How retailers are rethinking the consumer-brand relationship
Retailers ranging from Outdoor Voices to The Home Depot are making a deeper connection with their customers — and they're using social media and social good to do it.
NEW YORK — Customer acquisition is about much more than just discounting these days. And that concept was front and center for retailers at NRF's Big Show this week. Especially as younger consumers step up to the (shopping) plate, forming emotional, more personal connections with them is becoming increasingly important.
Millennials are actually more likely to purchase from a brand they feel they can trust and Gen Z's are also looking for more engagement with the brands they care about. From young retailers like Outdoor Voices to more traditional merchants such as The Home Depot, making moves that resonate with customers and go beyond just sales announcements is key to gaining a loyal following.
For Tyler Haney, CEO and founder of Outdoor Voices, social media (and specifically Instagram) is a big part of forming that more meaningful relationship — and the brand does so by talking to customers "like a best friend" and even soliciting advice, which they use for inspiration further down the line.
"I think that's super powerful when thinking about Nike, Under Armour and Lulu where product development, for example, is reserved for 15 guys in lab coats and it's only brought to you once it's fully baked," Haney said during a panel. "At OV, where we've found a lot of traction and people really want to get involved in the conversation is around product development."
These kinds of brand-consumer interactions are incredibly helpful in forming brand loyalty, according to Haney, but it's not as easy as asking for advice and then ignoring customer responses. A key component at Outdoor Voices is reaction time — making sure that customers feel like they're able to have a conversation with the brand if they want to — and that kind of fluid relationship can have serious benefits.
"What Outdoor Voices does, and there are some other companies on Instagram that do this particularly well, is taking their customers and turning their customers into their primary influencers [and] marketers," Instagram COO Marne Levine said during the same panel, "and when you can do that, and you can engage your community and do that successfully, that is the best kind of marketing that there is. Because these are no longer just people who are influencers somewhere else, they are influencing other people because they love the products themselves."
While social media is, obviously, becoming a bigger part of the brand-consumer relationship, retailers are also currying favor by championing social issues or — quite frankly — just using their platform to do the right thing in bad situations. The demand for this kind of activism is growing: 55% of Gen Zers choose brands specifically because they're socially responsible or eco-friendly and 66% of consumers want retailers to take a stand on important political issues.
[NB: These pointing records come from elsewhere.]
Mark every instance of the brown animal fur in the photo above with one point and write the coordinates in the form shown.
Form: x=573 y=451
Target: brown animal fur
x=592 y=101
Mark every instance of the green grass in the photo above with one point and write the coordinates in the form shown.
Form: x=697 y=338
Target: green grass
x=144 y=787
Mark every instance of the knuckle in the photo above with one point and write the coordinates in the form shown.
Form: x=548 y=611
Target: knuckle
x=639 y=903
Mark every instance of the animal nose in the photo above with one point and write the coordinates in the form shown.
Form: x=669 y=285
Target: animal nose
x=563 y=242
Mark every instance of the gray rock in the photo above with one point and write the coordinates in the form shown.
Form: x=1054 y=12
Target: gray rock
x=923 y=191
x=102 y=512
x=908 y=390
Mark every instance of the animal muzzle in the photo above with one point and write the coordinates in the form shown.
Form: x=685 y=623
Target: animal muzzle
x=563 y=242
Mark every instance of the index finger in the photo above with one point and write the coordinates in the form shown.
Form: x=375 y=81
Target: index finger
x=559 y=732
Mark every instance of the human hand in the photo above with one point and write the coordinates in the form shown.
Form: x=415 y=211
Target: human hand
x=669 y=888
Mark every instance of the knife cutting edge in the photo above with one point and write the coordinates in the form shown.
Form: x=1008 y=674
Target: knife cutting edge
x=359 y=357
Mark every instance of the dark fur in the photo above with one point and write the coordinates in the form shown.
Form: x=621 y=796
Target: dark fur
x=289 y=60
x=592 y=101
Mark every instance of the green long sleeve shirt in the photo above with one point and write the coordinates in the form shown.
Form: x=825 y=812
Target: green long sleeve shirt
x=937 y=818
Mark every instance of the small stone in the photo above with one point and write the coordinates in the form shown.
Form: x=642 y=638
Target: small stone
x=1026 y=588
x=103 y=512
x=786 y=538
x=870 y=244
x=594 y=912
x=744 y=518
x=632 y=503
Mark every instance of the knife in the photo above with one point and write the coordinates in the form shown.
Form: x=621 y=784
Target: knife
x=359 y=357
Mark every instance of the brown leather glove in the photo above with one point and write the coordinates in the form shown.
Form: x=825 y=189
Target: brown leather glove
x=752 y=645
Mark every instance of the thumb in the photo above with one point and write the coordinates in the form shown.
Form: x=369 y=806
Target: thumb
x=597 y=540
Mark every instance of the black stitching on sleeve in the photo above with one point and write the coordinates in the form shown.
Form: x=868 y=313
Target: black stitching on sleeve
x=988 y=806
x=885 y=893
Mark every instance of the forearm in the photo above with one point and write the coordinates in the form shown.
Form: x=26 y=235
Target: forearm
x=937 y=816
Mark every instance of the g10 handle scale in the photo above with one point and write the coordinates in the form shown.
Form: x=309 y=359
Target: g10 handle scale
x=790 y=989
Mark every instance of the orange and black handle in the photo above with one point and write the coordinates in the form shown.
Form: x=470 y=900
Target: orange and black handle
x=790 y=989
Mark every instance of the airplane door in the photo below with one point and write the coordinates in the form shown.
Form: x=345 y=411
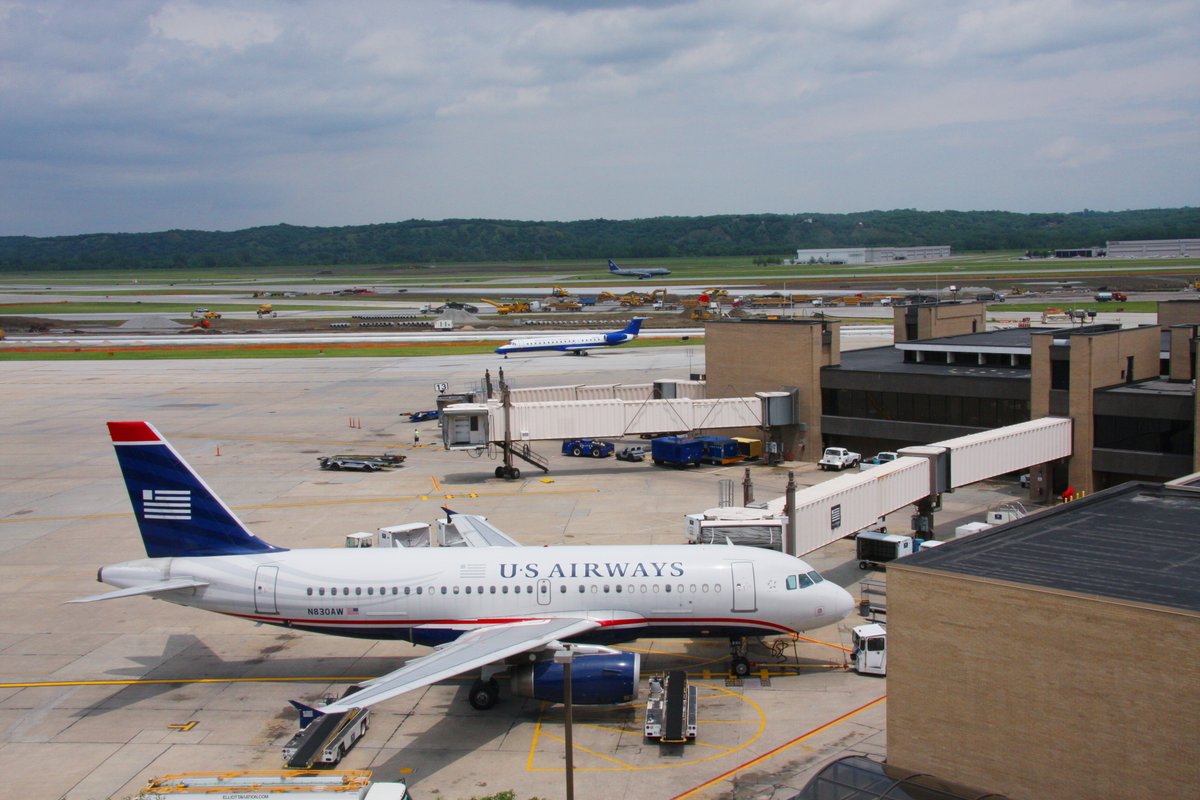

Gallery Furniture's Jim McIngvale, who used his stores in Texas to provide shelter for hundreds during Hurricane Harvey, sees social responsibility as a required component of retail — and has seen a lot of positive reactions from customers as a result.
"People said it was miraculous what I did, but to me, what was miraculous was that people thought it was a big deal," McIngvale said during a panel on social responsibility. "I mean, what else am I gonna do? My people are drowning."
McIngvale noted a definite increase in customers after the hurricane passed and, in particular, millennial customers, who wanted to shop with him purely because of the values his business lived by during the hurricane. He noted that there were "a thousand people a day" who told him, "we're here because of what you did during Hurricane Harvey." That more than made up for the money he lost.
"We can always make the money back but you can't save peoples' lives but once," McIngvale said, noting that all retailers should try to help out their communities, no matter the cost to themselves.
And it's not just natural disasters that are calling retailers to action — the Home Depot, for example, is actively involved in finding housing for veterans. Importantly, that's a charity that resonates with the brand's message and is more likely, as a result, to resonate with customers — similarly to Patagonia's recent efforts on environmentalist causes. While that's Home Depot's long-term charity work, they're also prepared to help out when disaster strikes, Marc Brown, senior vice president of store operations at Home Depot, said on the panel.
"There's a period of time where the business part doesn't matter because you've got to get things back to normal for that community, and that includes your associates," he said. "[I]t's the only way to do business if you're going to be in it for the long haul."